The one-and-done rule in basketball has become a hotly debated topic. However, it is these players that are getting all of the attention in the college game. This year those guys included Jabari Parker, Andrew Wiggins, Julius Randle, and Aaron Gordon. On a side note, there are plenty of other guys throughout all of Division 1 playing big, but are simply getting “no love” or credit for the huge seasons they are having. A complete list of these players could be potentially long, but here are some of the top ones:
Juwan Staten, West Virginia
Despite West Virginia going 17-16 on the year, Staten did help his team earn a respectable 9-9 record in the Big 12, which was possibly the best conference in all of college basketball this season. The junior guard was simply remarkable for the entire season amassing a stat line consisting of 18.1 points, 5.6 rebounds, and 5.8 assists a game. West Virginia would end up getting bounced by an under-achieving Georgetown Hoyas team in the NIT, but Staten was able to put up 23 points against the talented Hoyas backcourt of Markel Starks and D’Vauntes Smith-Rivera. Staten ended up on the All-Big 12 First Team and is expected to enter the NBA draft, thus forgoing his senior season.
Rodney Hood, Duke
Rodney Hood transferred to Duke from Mississippi State this past season and quickly made an impact. Despite the early exit in the NCAA Tournament and not getting near the amount of attention he deserved (thanks in part to stellar freshman, Jabari Parker), Hood was arguably the best player in a Duke uniform for a lot of games in his one-year stay. He is expected to turn pro now, but that doesn’t take anything away from a great sophomore season from the 6-8 swingman. Hood put up a solid average of 16.1 points per game and showed a killer mentality from deep, knocking down an average of 2 threes a game on 42 percent shooting. He should be a lottery pick and hopefully he can continue to improve his all-around game.
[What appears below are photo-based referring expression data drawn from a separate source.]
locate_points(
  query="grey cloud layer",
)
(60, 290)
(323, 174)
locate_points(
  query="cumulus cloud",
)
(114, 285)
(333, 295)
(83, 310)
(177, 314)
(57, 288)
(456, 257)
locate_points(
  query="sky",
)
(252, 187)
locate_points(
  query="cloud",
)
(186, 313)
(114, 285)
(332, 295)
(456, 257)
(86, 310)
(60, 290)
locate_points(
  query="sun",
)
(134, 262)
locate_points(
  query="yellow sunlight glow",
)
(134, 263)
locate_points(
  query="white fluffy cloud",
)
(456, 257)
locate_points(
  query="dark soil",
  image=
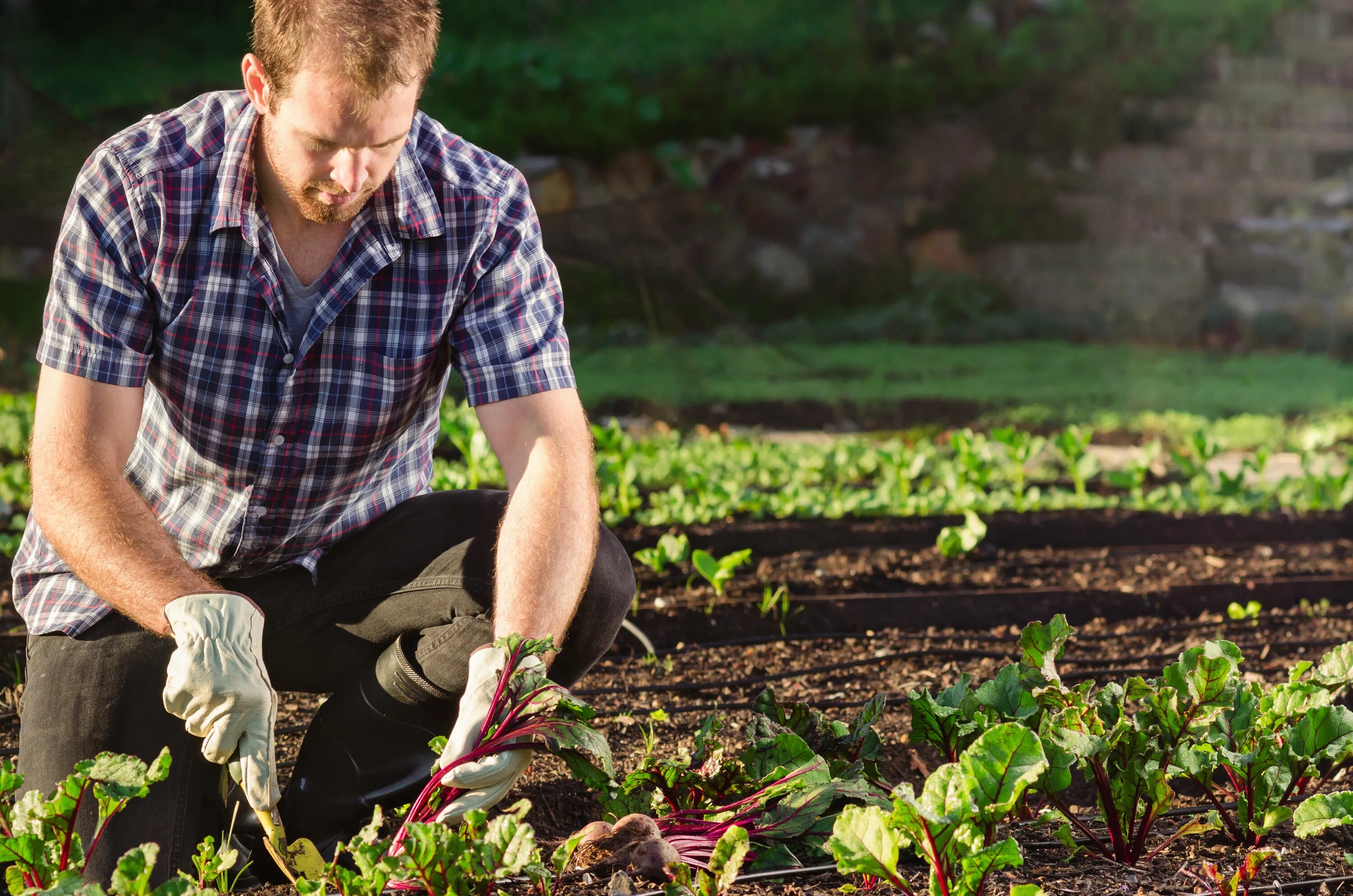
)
(803, 414)
(1137, 607)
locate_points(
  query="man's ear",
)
(256, 83)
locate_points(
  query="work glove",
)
(218, 685)
(490, 779)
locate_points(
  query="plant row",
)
(801, 787)
(804, 787)
(666, 478)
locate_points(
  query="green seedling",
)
(1072, 447)
(1192, 459)
(958, 541)
(1136, 474)
(670, 551)
(1320, 608)
(38, 841)
(1249, 611)
(777, 603)
(214, 863)
(1023, 447)
(952, 825)
(1237, 884)
(718, 572)
(649, 734)
(460, 427)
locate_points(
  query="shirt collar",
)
(405, 202)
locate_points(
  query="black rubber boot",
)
(367, 746)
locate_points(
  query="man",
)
(255, 305)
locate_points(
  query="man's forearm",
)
(547, 543)
(110, 538)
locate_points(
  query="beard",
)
(305, 194)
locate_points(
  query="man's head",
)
(336, 84)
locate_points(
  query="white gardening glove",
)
(490, 779)
(218, 685)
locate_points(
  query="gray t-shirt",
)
(298, 302)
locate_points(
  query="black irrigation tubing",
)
(770, 875)
(916, 654)
(727, 707)
(1306, 884)
(999, 639)
(792, 673)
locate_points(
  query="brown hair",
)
(377, 44)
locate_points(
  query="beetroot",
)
(638, 826)
(594, 832)
(651, 857)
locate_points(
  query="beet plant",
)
(38, 840)
(953, 823)
(132, 878)
(954, 718)
(1238, 884)
(726, 861)
(780, 790)
(528, 711)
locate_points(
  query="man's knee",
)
(612, 580)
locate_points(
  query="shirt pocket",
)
(385, 393)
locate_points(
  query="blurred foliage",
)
(593, 78)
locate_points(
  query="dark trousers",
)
(427, 568)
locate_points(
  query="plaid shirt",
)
(255, 453)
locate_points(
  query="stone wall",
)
(1245, 210)
(1244, 214)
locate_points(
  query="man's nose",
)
(350, 170)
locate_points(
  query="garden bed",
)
(884, 612)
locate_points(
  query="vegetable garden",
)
(961, 664)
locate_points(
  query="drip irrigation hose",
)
(929, 652)
(770, 875)
(1267, 622)
(793, 673)
(818, 869)
(727, 707)
(639, 635)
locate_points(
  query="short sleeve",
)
(509, 339)
(98, 321)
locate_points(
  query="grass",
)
(1054, 379)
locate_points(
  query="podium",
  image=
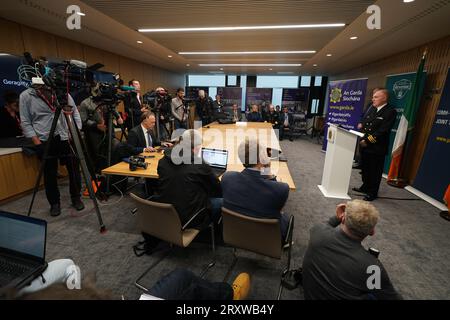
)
(338, 162)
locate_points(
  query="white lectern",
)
(338, 162)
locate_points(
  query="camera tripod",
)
(110, 112)
(75, 134)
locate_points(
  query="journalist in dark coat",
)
(254, 191)
(188, 183)
(376, 126)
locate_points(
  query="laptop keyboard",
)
(12, 268)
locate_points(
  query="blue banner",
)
(258, 96)
(433, 176)
(296, 99)
(345, 104)
(9, 76)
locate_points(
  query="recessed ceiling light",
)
(243, 52)
(293, 26)
(250, 65)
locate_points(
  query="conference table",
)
(222, 137)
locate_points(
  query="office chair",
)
(262, 236)
(162, 221)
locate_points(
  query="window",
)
(276, 81)
(206, 81)
(306, 81)
(315, 106)
(232, 80)
(277, 96)
(318, 81)
(244, 91)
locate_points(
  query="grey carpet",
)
(413, 239)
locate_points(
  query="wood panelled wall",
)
(437, 65)
(17, 38)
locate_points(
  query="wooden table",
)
(219, 136)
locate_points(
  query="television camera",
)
(137, 162)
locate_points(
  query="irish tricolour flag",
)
(406, 124)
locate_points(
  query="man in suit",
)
(204, 108)
(142, 137)
(179, 111)
(357, 158)
(133, 105)
(9, 116)
(272, 117)
(376, 126)
(254, 116)
(286, 122)
(236, 113)
(254, 191)
(187, 182)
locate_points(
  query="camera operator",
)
(95, 128)
(9, 116)
(37, 110)
(163, 108)
(179, 111)
(204, 107)
(133, 105)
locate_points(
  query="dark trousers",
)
(372, 171)
(284, 131)
(182, 284)
(62, 150)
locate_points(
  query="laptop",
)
(22, 249)
(217, 160)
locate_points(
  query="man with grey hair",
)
(187, 182)
(337, 266)
(204, 107)
(254, 191)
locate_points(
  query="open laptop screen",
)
(23, 234)
(216, 158)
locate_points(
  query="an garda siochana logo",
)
(335, 95)
(74, 277)
(73, 22)
(401, 88)
(374, 279)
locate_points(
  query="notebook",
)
(22, 249)
(217, 159)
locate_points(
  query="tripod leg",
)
(84, 169)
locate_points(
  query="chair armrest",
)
(192, 218)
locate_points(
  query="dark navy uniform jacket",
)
(377, 128)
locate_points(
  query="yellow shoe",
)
(86, 192)
(241, 286)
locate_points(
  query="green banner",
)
(400, 88)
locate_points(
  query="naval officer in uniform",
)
(376, 126)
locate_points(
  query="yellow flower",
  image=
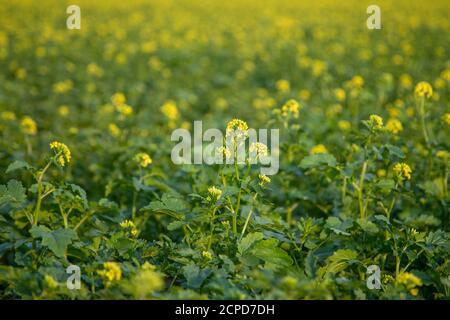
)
(223, 151)
(357, 82)
(129, 226)
(94, 70)
(446, 118)
(409, 281)
(423, 89)
(8, 116)
(28, 126)
(111, 272)
(63, 111)
(207, 255)
(442, 154)
(402, 170)
(169, 109)
(143, 159)
(214, 193)
(405, 81)
(263, 179)
(118, 99)
(339, 93)
(394, 126)
(114, 130)
(260, 149)
(376, 122)
(304, 94)
(320, 148)
(237, 129)
(50, 282)
(344, 125)
(381, 173)
(282, 85)
(63, 86)
(62, 152)
(124, 110)
(291, 107)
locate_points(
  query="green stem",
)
(362, 208)
(39, 195)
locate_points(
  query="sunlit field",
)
(87, 181)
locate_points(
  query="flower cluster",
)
(214, 193)
(129, 225)
(423, 89)
(402, 170)
(111, 272)
(62, 152)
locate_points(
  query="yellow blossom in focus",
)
(320, 148)
(28, 125)
(62, 152)
(394, 126)
(423, 89)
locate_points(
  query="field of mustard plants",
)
(87, 182)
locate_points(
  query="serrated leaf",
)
(269, 251)
(57, 240)
(195, 276)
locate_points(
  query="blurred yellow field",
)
(88, 177)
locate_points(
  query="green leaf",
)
(317, 160)
(386, 184)
(248, 241)
(18, 164)
(175, 225)
(195, 276)
(340, 260)
(367, 225)
(57, 240)
(13, 193)
(269, 251)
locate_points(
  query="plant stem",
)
(360, 191)
(39, 195)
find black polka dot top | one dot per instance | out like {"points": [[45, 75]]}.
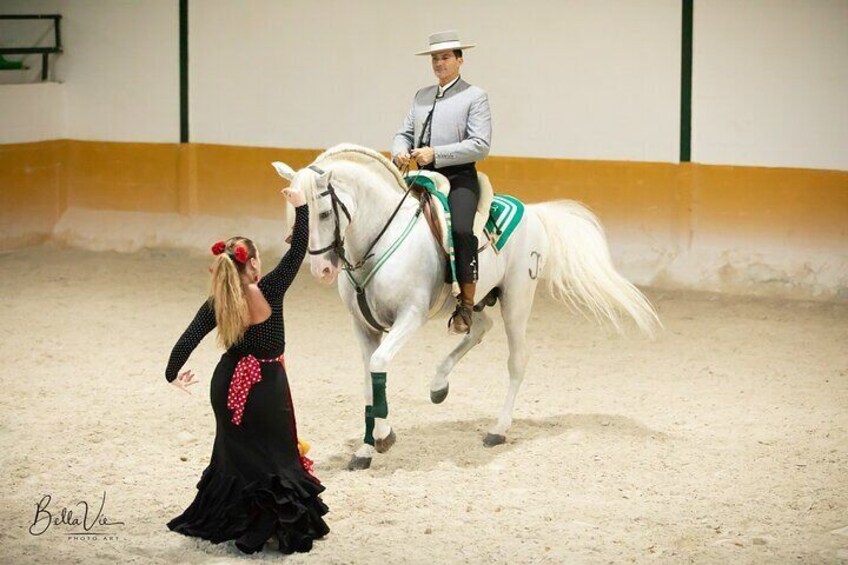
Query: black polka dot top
{"points": [[266, 340]]}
Roberto Nelson, Oregon State
Unfortunately for Nelson, he played on a squad that struggled for much of the season, accumulating a 16-16 record. Nelson, on the other hand, was extraordinary for much of the season and even his last two years, in general. During his senior season, he raised his average from his junior season of 17.8 points per game to 20.7 in his final year as a Beaver. Despite being the focal point of opposing team’s defenses, Nelson managed to come up big in the pressure moments. One example came on January 19th when he led Oregon State to a win over in-state rivals, Oregon, by dropping 22 points on the Ducks. He was awarded a spot on the All-Pac 12 second team after a great senior season.
Perry Ellis, Kansas
When you play on a team that features two players expected to be top three picks in Andrew Wiggins and Joel Embiid, it is not always as easy to get attention. However, the former McDonald All-American, managed to steal some of the show in his sophomore season at Kansas. He put up respectable averages of 13.5 points and 6.7 rebounds a game. Despite the poor performance against Stanford in the NCAA Tournament, Ellis continuously showed throughout the season that he is a force to be reckoned with. One showing of this came early in the season against Duke when he tore apart the Blue Devils’ defense on his way to 24 points. One of the tough parts about playing at a storied program, like Kansas, is that there is always going to be more talent coming in. I expect Ellis to continue to improve in his final two seasons, even though more big time freshmen will be coming in, including Cliff Alexander for next season.
All four of these guys have been able to ignore the hype these newcomers are getting, and focus on improving their games. There are countless players like these that are not getting their credit for being big-time players.